Her main advice to faculty preparing a study abroad course is to start planning ahead of time.
“Start planning at least 18 months in advance. It is also important to engage students’ interest and to get them to commit early. There is no point in designing a program if there are no students wishing to participate.
“I think the key is to create appropriate courses that can be executed in a foreign environment where you have limited access to the conventional materials utilized to support architectural education.”
Office plans logistics
Designing and planning a study abroad course can be overwhelming for first-timers. The Education Abroad and International Credentials office at WSU helps faculty with planning an academic program abroad.
“We assist with the logistics, so professors have more time to focus on the academic content of the course, course development and the recruitment of students,” said Candace Chenoweth, assistant director of the Education Abroad and International Credentials office.
“The Education Abroad office assists professors with overseas program planning and logistics, budget development, student advising and recruitment, application processing, contract development, student billing and financial management, student orientation, and emergency preparedness and risk management,” she said.
A college’s dean should approve any faculty-led abroad program before it arrives at the Education Abroad office. “Departments will decide if the program and course content are relevant to their curriculum. They need to assess who would teach the class abroad and if they would need to hire a replacement for campus,” Chenoweth said.
“We can provide support to departments only if the course is for credit. We can advise and provide input about location, accommodations, transportation and other logistics. Often, there are program providers who have local knowledge and resources; we can put the faculty in touch with those providers to determine if their assistance would be helpful.”
Study abroad programs can be a learning experience for both students and faculty. “I get to learn a lot by doing all the research, revisiting historic and new buildings, etc. It boosts my resources, and I bring that back to the classroom,” Keane said.

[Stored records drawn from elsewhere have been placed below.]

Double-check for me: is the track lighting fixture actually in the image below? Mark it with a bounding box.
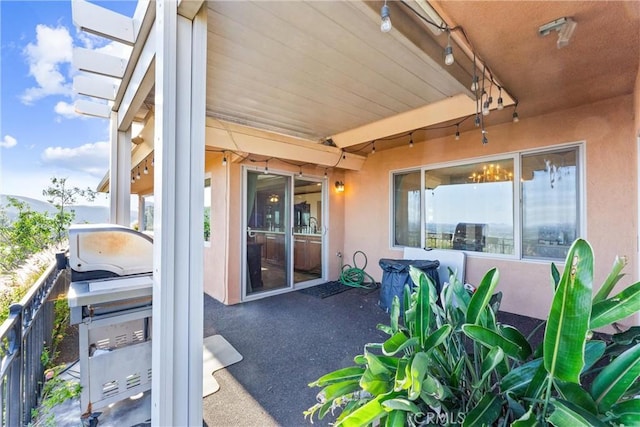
[471,76,479,93]
[482,99,489,116]
[444,30,455,65]
[380,0,392,33]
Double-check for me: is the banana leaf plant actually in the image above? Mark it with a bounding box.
[305,239,640,427]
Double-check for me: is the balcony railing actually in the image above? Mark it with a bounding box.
[0,256,69,426]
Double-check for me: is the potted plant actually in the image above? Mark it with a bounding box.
[305,239,640,427]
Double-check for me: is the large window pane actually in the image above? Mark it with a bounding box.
[425,159,514,254]
[393,171,421,247]
[522,148,578,259]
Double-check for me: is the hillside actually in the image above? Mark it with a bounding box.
[0,194,138,224]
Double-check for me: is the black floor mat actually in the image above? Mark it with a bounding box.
[298,280,353,298]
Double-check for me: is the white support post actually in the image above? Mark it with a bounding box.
[151,0,207,426]
[109,112,131,227]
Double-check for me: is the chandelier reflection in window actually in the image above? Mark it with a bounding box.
[469,163,513,182]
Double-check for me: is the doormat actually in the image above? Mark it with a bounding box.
[202,335,242,397]
[298,280,353,298]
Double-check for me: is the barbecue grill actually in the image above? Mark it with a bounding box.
[67,224,153,414]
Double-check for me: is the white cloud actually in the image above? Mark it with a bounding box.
[22,24,73,104]
[41,142,109,178]
[0,135,18,148]
[53,101,80,119]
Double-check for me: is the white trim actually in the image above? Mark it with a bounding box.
[118,23,156,129]
[73,47,128,79]
[71,0,136,45]
[73,99,111,119]
[73,75,118,101]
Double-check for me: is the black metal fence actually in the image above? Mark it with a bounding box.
[0,256,69,426]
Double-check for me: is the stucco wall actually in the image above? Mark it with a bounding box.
[344,95,638,326]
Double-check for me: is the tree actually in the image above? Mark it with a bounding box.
[42,177,96,242]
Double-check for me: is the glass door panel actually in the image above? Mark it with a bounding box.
[293,178,325,284]
[245,171,291,295]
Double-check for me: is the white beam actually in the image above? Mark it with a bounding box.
[73,99,111,119]
[178,0,204,20]
[109,112,131,227]
[118,24,156,129]
[151,0,207,425]
[71,0,136,45]
[73,76,118,101]
[332,95,476,148]
[73,47,127,79]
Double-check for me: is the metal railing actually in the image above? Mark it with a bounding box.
[0,256,69,426]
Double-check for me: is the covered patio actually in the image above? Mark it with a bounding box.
[72,0,640,425]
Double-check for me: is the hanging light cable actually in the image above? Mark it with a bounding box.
[444,29,455,65]
[380,0,392,33]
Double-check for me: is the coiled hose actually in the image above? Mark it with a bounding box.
[340,251,378,289]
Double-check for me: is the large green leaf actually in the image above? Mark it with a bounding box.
[593,257,627,304]
[309,366,364,387]
[500,325,531,360]
[382,397,422,414]
[473,347,504,388]
[335,393,398,427]
[467,268,500,324]
[610,397,640,426]
[418,267,431,352]
[408,352,429,400]
[359,369,395,396]
[548,399,606,427]
[462,325,522,359]
[318,380,360,402]
[424,324,453,351]
[500,358,542,395]
[591,344,640,412]
[462,393,503,427]
[384,409,407,427]
[543,239,593,383]
[555,381,598,415]
[589,282,640,329]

Linda Arthur, professor and chair at WSU’s Department of Apparel, Merchandising, Design and Textiles, emphasized that students can start networking internationally and that “faculty teaching on study abroad tours get to know the students at a different level.”

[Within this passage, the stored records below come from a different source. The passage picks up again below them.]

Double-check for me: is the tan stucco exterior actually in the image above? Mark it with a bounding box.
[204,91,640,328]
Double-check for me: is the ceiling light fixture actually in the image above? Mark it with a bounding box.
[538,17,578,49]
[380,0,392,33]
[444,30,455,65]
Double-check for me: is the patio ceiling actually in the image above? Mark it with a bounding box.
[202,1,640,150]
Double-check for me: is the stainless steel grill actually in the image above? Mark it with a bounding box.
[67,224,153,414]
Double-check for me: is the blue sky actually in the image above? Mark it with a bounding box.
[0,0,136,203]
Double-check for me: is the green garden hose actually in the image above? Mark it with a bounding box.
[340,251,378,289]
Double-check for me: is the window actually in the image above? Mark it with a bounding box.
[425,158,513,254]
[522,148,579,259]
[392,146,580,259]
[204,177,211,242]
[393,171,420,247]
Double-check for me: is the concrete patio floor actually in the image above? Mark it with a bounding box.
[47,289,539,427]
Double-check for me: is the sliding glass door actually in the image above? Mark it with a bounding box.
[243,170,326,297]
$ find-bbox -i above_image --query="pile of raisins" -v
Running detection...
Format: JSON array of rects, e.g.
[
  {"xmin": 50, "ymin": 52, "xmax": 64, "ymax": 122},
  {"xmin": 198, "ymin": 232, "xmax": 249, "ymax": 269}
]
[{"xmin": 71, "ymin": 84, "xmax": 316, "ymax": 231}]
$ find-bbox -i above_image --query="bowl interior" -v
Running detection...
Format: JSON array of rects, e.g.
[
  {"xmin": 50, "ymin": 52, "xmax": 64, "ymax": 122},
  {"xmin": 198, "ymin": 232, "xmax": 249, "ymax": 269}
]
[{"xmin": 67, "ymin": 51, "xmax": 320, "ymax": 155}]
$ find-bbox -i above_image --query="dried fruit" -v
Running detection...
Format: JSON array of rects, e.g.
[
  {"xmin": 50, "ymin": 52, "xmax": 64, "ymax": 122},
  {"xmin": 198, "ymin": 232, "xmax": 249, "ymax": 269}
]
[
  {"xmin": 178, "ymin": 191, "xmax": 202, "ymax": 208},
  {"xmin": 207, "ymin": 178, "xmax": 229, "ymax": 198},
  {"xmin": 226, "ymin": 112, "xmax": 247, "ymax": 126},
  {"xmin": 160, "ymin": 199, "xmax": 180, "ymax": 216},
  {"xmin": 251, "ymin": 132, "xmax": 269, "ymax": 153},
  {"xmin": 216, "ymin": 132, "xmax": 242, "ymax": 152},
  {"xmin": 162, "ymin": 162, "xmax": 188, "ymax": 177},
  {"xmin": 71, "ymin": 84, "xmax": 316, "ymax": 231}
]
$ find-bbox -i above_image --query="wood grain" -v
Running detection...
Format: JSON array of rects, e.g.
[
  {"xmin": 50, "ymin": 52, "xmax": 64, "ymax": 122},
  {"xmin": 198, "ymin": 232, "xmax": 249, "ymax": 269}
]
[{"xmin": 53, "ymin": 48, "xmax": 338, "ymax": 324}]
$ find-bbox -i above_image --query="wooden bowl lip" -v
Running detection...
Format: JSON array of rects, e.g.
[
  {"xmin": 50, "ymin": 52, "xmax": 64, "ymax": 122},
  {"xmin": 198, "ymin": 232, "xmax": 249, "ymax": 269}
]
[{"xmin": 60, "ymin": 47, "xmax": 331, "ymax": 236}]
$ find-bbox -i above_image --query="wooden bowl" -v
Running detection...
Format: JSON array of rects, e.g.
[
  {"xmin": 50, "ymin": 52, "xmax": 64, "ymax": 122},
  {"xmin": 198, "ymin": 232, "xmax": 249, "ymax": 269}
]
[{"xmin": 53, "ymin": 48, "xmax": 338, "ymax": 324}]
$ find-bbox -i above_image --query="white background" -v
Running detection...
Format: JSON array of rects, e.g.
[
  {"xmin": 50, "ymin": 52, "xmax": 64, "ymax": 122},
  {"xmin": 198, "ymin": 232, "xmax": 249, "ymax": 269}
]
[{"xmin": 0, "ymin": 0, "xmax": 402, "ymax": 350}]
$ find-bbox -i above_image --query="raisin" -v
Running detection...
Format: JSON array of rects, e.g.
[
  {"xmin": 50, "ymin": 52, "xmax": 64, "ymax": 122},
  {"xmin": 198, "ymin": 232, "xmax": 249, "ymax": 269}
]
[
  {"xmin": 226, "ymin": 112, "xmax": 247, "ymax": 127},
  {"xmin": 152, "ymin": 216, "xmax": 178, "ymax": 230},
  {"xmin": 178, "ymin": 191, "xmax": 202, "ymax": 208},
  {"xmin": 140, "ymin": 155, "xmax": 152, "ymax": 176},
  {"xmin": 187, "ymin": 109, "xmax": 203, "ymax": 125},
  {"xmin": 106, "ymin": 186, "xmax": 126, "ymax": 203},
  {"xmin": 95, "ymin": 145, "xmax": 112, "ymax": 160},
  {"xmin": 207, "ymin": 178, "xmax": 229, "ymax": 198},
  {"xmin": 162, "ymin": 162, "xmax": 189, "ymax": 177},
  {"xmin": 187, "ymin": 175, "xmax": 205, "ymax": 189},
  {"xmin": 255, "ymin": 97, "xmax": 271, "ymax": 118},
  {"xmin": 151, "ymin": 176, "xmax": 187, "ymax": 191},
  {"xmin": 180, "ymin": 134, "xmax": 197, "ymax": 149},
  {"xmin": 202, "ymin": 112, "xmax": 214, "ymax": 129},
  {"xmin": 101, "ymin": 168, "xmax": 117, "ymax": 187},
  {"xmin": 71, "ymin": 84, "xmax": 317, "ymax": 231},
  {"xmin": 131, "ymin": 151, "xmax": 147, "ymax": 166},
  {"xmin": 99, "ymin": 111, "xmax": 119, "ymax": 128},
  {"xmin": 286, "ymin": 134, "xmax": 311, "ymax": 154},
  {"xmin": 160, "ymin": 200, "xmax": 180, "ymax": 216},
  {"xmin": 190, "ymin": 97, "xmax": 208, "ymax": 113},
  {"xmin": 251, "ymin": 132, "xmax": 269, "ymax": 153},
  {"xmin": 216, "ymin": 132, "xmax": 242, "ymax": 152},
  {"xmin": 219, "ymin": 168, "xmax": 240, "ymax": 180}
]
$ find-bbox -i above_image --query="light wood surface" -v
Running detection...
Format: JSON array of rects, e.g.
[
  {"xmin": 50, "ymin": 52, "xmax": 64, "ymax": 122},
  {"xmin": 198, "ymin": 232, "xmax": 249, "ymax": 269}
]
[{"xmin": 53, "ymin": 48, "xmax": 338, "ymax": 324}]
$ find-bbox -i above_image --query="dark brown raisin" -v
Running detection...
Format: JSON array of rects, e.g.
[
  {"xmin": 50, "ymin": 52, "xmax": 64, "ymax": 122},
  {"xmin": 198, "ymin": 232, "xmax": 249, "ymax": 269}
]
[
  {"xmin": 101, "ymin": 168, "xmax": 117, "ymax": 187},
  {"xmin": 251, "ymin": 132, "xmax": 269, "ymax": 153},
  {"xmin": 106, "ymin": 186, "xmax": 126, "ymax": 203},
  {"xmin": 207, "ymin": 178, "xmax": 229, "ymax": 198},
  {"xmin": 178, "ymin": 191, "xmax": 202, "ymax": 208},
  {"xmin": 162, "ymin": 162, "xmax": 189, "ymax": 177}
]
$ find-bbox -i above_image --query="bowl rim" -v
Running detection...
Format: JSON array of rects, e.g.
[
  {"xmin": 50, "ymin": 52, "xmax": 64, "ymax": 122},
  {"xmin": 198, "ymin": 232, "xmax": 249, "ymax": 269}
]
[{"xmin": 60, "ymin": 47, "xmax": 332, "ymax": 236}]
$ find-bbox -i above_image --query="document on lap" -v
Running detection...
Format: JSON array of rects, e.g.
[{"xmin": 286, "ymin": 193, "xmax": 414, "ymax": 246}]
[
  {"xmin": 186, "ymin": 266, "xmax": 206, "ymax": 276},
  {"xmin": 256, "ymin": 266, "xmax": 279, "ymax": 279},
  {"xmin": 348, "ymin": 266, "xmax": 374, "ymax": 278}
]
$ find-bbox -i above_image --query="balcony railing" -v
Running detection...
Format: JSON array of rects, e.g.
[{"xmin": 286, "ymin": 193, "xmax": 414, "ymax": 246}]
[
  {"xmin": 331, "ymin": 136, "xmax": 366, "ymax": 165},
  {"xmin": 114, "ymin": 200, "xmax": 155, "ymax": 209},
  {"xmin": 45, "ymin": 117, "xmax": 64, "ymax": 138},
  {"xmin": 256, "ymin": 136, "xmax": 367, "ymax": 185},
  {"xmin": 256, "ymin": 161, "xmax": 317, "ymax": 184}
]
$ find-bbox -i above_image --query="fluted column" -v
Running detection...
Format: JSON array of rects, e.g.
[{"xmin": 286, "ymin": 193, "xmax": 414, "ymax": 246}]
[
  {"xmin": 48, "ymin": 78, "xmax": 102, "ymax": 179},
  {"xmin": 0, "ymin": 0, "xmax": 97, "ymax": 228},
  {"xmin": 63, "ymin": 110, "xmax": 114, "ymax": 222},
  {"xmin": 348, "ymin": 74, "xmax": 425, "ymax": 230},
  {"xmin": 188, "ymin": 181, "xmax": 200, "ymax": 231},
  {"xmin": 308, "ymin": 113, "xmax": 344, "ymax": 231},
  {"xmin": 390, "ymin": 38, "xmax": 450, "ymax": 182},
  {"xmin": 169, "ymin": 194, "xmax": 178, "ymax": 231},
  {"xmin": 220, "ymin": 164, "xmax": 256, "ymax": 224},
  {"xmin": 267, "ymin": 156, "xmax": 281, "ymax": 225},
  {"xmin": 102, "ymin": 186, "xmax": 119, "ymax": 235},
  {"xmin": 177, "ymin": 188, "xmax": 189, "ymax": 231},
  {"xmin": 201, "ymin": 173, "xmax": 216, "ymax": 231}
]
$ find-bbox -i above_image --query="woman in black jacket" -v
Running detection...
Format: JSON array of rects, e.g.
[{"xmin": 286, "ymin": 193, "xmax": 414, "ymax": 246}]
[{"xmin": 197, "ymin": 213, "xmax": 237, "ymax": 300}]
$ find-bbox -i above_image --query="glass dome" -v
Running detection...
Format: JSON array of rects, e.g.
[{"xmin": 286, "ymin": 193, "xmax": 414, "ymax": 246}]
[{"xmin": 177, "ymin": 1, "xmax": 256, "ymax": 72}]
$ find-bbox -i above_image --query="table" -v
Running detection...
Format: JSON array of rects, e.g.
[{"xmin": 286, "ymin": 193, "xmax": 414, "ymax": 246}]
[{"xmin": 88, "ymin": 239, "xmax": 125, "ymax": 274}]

“Students and faculty have to keep in mind that this is an academic experience, not tourism,” Arthur said. Students in her class go to lectures, keep a log on activities and write research papers. “We even prepare the students in cultural competency,” she said.
Arthur, who is taking her students for the first time to London, Paris and Florence during the last two weeks of May, added that faculty can also do some research while overseas if the course is well planned. “It is very important for faculty to travel and be updated and learn how things are done in other parts of the world,” she said.
Alumni, faculty also learn
It is not unusual for alumni or community members to have an interest in a course offered abroad. “We are taking four alumni on our next trip,” Arthur said.
“Alumni or community members would be welcome to participate in these programs as long as they enrolled in the appropriate class, but degree-seeking WSU students would have priority if the number of seats was limited,” Chenoweth said.
WSU’s Advisory Council for International Affairs is currently developing a policy regarding participation in these courses. The policy, which will be sent to the provost for consideration, would allow WSU faculty to participate in the programs for professional development when space is available.
“This summer 87 students are signed up to participate in faculty-led programs to Europe or Thailand,” Chenoweth said. “Last summer WSU didn’t offer any faculty-led programs.
“The growth of such programs indicates that departments and faculty are responding to the provost’s desire to increase the number of WSU students participating in study abroad programs,” she said.